LIQUIDE INSALUBRE

Louis est très ennuyé.

Il a pris rendez vous avec moi après avoir été verbalisé par la police pour avoir déversé un liquide insalubre sur la voie publique.

Il s’agit d’une contravention contenue dans le Code de l’Environnement dont je ne peux faire l’économie de vous en livrer la lettre :

Art. R. 633-6.-« Est puni de l\’amende prévue pour les contraventions de la 3e classe le fait de déposer, d\’abandonner, de jeter ou de déverser, en lieu public ou privé, à l\’exception des emplacements désignés à cet effet par l\’autorité administrative compétente, des ordures, déchets, déjections, matériaux, liquides insalubres ou tout autre objet de quelque nature qu\’il soit, y compris en urinant sur la voie publique, si ces faits ne sont pas accomplis par la personne ayant la jouissance du lieu ou avec son autorisation. »

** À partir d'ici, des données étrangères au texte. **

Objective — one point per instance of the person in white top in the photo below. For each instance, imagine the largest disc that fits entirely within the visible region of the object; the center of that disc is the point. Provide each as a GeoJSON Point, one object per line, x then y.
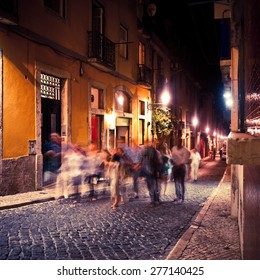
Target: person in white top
{"type": "Point", "coordinates": [180, 157]}
{"type": "Point", "coordinates": [195, 163]}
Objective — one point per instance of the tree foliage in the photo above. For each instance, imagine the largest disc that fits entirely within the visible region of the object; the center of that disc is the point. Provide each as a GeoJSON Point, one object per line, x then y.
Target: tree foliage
{"type": "Point", "coordinates": [164, 123]}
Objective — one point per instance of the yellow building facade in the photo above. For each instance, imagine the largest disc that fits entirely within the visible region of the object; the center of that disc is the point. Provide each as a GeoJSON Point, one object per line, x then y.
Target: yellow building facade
{"type": "Point", "coordinates": [79, 68]}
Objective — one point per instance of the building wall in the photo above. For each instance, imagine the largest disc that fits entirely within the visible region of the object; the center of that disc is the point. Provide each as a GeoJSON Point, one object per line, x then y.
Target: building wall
{"type": "Point", "coordinates": [59, 48]}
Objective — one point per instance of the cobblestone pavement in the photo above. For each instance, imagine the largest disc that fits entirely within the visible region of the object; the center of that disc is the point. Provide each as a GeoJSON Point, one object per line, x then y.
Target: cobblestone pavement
{"type": "Point", "coordinates": [59, 229]}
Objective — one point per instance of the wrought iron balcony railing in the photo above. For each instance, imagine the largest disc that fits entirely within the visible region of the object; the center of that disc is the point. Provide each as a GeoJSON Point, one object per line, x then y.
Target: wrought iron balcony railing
{"type": "Point", "coordinates": [101, 50]}
{"type": "Point", "coordinates": [145, 75]}
{"type": "Point", "coordinates": [9, 12]}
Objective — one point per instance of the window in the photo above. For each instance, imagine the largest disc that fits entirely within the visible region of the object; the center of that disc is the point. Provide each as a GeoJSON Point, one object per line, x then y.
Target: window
{"type": "Point", "coordinates": [141, 132]}
{"type": "Point", "coordinates": [97, 18]}
{"type": "Point", "coordinates": [123, 39]}
{"type": "Point", "coordinates": [57, 6]}
{"type": "Point", "coordinates": [141, 107]}
{"type": "Point", "coordinates": [97, 98]}
{"type": "Point", "coordinates": [50, 87]}
{"type": "Point", "coordinates": [123, 102]}
{"type": "Point", "coordinates": [141, 53]}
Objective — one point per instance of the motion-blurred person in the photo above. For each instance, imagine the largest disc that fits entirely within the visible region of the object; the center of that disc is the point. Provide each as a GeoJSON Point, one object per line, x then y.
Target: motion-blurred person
{"type": "Point", "coordinates": [180, 157]}
{"type": "Point", "coordinates": [149, 167]}
{"type": "Point", "coordinates": [195, 163]}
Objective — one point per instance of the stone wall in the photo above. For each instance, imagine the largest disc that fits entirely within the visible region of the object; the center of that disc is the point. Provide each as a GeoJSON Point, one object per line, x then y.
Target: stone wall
{"type": "Point", "coordinates": [251, 213]}
{"type": "Point", "coordinates": [18, 175]}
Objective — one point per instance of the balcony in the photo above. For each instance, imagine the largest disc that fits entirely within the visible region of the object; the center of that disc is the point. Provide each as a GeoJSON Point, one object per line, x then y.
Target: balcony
{"type": "Point", "coordinates": [145, 75]}
{"type": "Point", "coordinates": [8, 12]}
{"type": "Point", "coordinates": [101, 51]}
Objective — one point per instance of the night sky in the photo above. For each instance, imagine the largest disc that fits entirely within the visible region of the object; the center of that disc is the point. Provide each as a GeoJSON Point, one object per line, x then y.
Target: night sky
{"type": "Point", "coordinates": [195, 36]}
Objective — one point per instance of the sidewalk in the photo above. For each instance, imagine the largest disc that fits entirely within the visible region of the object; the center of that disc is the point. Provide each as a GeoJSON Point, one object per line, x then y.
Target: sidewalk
{"type": "Point", "coordinates": [213, 235]}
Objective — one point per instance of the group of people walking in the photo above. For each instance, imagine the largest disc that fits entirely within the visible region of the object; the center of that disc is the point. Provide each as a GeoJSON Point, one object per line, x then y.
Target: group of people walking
{"type": "Point", "coordinates": [154, 162]}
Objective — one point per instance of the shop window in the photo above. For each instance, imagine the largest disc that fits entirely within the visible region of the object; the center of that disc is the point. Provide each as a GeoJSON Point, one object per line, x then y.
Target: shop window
{"type": "Point", "coordinates": [123, 102]}
{"type": "Point", "coordinates": [123, 47]}
{"type": "Point", "coordinates": [141, 107]}
{"type": "Point", "coordinates": [97, 98]}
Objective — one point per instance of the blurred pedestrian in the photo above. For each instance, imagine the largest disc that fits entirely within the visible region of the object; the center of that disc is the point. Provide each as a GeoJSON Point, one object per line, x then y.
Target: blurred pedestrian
{"type": "Point", "coordinates": [149, 167]}
{"type": "Point", "coordinates": [180, 157]}
{"type": "Point", "coordinates": [195, 163]}
{"type": "Point", "coordinates": [165, 171]}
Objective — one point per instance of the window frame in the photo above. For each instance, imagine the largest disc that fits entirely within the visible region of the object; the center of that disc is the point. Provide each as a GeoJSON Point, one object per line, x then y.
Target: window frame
{"type": "Point", "coordinates": [123, 42]}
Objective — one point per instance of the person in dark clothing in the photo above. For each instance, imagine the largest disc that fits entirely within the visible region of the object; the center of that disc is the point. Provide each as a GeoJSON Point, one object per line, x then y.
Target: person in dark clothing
{"type": "Point", "coordinates": [149, 167]}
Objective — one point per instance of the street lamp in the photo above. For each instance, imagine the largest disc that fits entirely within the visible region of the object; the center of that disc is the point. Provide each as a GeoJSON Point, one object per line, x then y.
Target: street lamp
{"type": "Point", "coordinates": [195, 122]}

Cette infraction, dont les peines ont été aggravées en 2015 vise clairement les pollueurs, la référence aux ordures, déchets et autres matériaux étant transparente.

Mais pas uniquement.

Le législateur a voulu dans cette incrimination, punir ceux – et celles moins nombreuses – qui urinent sur la voie publique « sans que la personne ayant la jouissance du lieu ait donné son autorisation », on ne sourit pas s’il vous plait ça n’a rien de drôle.

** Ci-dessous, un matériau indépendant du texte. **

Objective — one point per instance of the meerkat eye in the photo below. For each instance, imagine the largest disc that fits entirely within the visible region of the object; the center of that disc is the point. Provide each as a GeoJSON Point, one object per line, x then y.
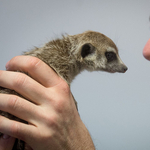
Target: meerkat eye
{"type": "Point", "coordinates": [87, 49]}
{"type": "Point", "coordinates": [110, 56]}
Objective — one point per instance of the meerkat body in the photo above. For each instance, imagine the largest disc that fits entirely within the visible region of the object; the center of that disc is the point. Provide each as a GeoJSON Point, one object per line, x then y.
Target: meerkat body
{"type": "Point", "coordinates": [70, 55]}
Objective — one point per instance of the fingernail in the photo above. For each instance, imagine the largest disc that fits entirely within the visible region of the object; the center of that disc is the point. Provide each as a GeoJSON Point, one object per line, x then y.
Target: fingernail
{"type": "Point", "coordinates": [7, 65]}
{"type": "Point", "coordinates": [5, 136]}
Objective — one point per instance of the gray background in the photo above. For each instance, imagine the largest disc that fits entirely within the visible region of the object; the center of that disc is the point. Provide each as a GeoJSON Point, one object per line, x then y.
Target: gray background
{"type": "Point", "coordinates": [114, 107]}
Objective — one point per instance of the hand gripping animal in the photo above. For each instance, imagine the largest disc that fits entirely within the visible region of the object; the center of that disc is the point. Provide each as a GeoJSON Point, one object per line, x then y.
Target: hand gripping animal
{"type": "Point", "coordinates": [72, 54]}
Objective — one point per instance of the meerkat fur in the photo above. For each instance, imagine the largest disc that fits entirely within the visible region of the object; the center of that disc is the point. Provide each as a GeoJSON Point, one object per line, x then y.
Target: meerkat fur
{"type": "Point", "coordinates": [71, 55]}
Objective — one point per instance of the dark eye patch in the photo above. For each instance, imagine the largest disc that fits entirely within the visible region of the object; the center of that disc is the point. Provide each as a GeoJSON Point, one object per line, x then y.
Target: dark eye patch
{"type": "Point", "coordinates": [110, 56]}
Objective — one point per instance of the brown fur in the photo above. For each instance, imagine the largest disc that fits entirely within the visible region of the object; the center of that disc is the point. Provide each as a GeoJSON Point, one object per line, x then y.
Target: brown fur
{"type": "Point", "coordinates": [71, 55]}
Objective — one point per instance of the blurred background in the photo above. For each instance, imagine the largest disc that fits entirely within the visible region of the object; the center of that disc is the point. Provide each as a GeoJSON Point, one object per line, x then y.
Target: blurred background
{"type": "Point", "coordinates": [114, 107]}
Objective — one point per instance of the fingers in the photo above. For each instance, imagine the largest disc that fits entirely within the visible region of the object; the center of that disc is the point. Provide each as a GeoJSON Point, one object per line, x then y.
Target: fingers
{"type": "Point", "coordinates": [6, 142]}
{"type": "Point", "coordinates": [17, 129]}
{"type": "Point", "coordinates": [146, 50]}
{"type": "Point", "coordinates": [37, 69]}
{"type": "Point", "coordinates": [19, 107]}
{"type": "Point", "coordinates": [23, 84]}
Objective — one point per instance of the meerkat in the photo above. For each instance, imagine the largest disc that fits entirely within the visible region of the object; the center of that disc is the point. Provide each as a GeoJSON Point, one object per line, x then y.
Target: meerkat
{"type": "Point", "coordinates": [71, 55]}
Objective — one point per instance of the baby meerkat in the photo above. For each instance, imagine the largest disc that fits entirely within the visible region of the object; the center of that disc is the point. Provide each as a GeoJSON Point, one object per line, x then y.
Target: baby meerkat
{"type": "Point", "coordinates": [72, 54]}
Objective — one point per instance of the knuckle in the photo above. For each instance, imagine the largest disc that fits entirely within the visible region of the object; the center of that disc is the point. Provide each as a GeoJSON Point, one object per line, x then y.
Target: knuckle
{"type": "Point", "coordinates": [32, 62]}
{"type": "Point", "coordinates": [19, 79]}
{"type": "Point", "coordinates": [15, 129]}
{"type": "Point", "coordinates": [65, 87]}
{"type": "Point", "coordinates": [13, 102]}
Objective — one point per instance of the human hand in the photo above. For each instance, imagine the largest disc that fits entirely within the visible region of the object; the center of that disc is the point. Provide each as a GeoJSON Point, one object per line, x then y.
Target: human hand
{"type": "Point", "coordinates": [146, 50]}
{"type": "Point", "coordinates": [53, 120]}
{"type": "Point", "coordinates": [6, 142]}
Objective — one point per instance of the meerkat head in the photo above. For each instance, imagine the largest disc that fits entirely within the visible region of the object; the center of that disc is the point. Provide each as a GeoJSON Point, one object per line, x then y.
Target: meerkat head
{"type": "Point", "coordinates": [98, 52]}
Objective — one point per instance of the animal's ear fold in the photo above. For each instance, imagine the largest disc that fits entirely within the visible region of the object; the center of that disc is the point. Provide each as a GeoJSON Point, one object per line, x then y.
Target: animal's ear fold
{"type": "Point", "coordinates": [87, 49]}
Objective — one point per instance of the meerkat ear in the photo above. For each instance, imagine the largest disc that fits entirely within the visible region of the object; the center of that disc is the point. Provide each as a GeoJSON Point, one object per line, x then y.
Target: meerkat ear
{"type": "Point", "coordinates": [87, 49]}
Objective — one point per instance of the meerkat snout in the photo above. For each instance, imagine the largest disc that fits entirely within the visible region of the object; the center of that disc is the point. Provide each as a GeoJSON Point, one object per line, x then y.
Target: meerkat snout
{"type": "Point", "coordinates": [98, 52]}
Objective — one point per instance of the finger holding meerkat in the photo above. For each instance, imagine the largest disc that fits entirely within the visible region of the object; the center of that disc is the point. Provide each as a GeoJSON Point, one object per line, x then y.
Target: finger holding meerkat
{"type": "Point", "coordinates": [34, 67]}
{"type": "Point", "coordinates": [23, 84]}
{"type": "Point", "coordinates": [19, 107]}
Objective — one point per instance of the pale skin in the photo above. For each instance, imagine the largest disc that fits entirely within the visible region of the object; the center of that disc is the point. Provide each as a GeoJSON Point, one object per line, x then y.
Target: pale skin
{"type": "Point", "coordinates": [53, 120]}
{"type": "Point", "coordinates": [146, 50]}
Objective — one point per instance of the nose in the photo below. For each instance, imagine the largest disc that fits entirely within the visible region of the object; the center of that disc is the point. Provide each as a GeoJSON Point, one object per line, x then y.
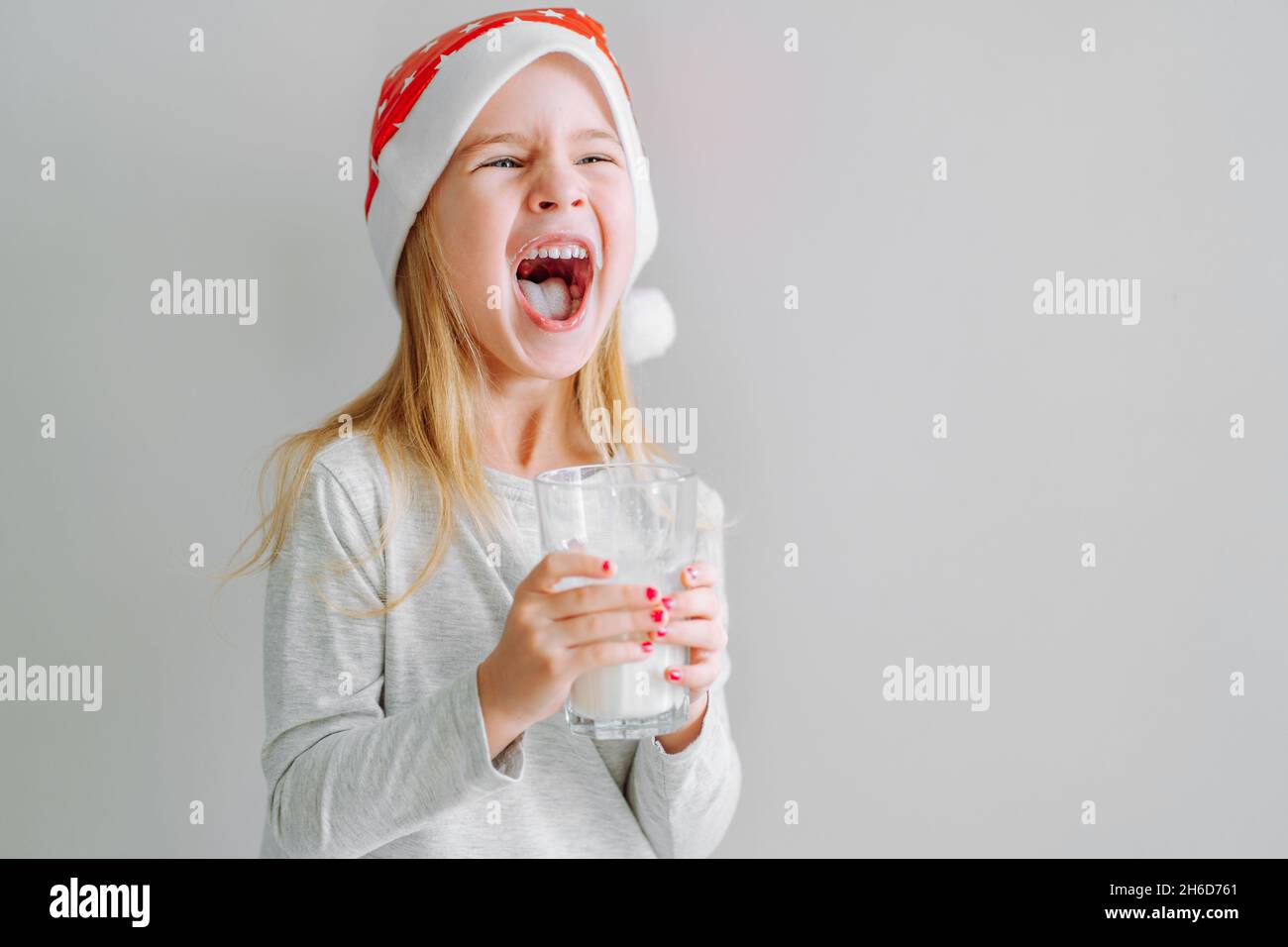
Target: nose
{"type": "Point", "coordinates": [558, 187]}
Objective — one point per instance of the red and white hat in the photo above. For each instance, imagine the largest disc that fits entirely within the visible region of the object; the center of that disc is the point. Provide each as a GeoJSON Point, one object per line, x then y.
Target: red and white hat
{"type": "Point", "coordinates": [429, 101]}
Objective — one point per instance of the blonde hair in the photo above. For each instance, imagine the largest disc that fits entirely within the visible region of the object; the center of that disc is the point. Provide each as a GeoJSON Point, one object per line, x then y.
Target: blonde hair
{"type": "Point", "coordinates": [421, 414]}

Attardons nous un instant sur la question des déjections dont tous les dictionnaires nous expliquent qu’elles ont un étroit rapport avec la défécation, et Wikipédia convoque même Baudelaire « Contemplons un de ces êtres mystérieux, vivant pour ainsi dire des déjections des grandes villes », bref en un mot comme en cent il est interdit de faire caca sur la voie publique.

Mes lecteurs étant fins juristes, il ne leur a pas échappé que de tels agissements constitueraient aussi le délit d’exhibition sexuelle, et que les contraventions étant des infractions matérielles, le principe de non cumul des peines ne s’appliquerait pas en sorte que le chieur écoperait de l’amende contraventionnelle en sus de la peine délictuelle encourue pour l’exhibition.

Mais je m’écarte du sujet, il faut bien en venir à ce liquide insalubre répandu sur la voie publique par mon contrevenant.

Insalubre : Qui est malsain, nuisible à la santé nous explique benoîtement le Larousse.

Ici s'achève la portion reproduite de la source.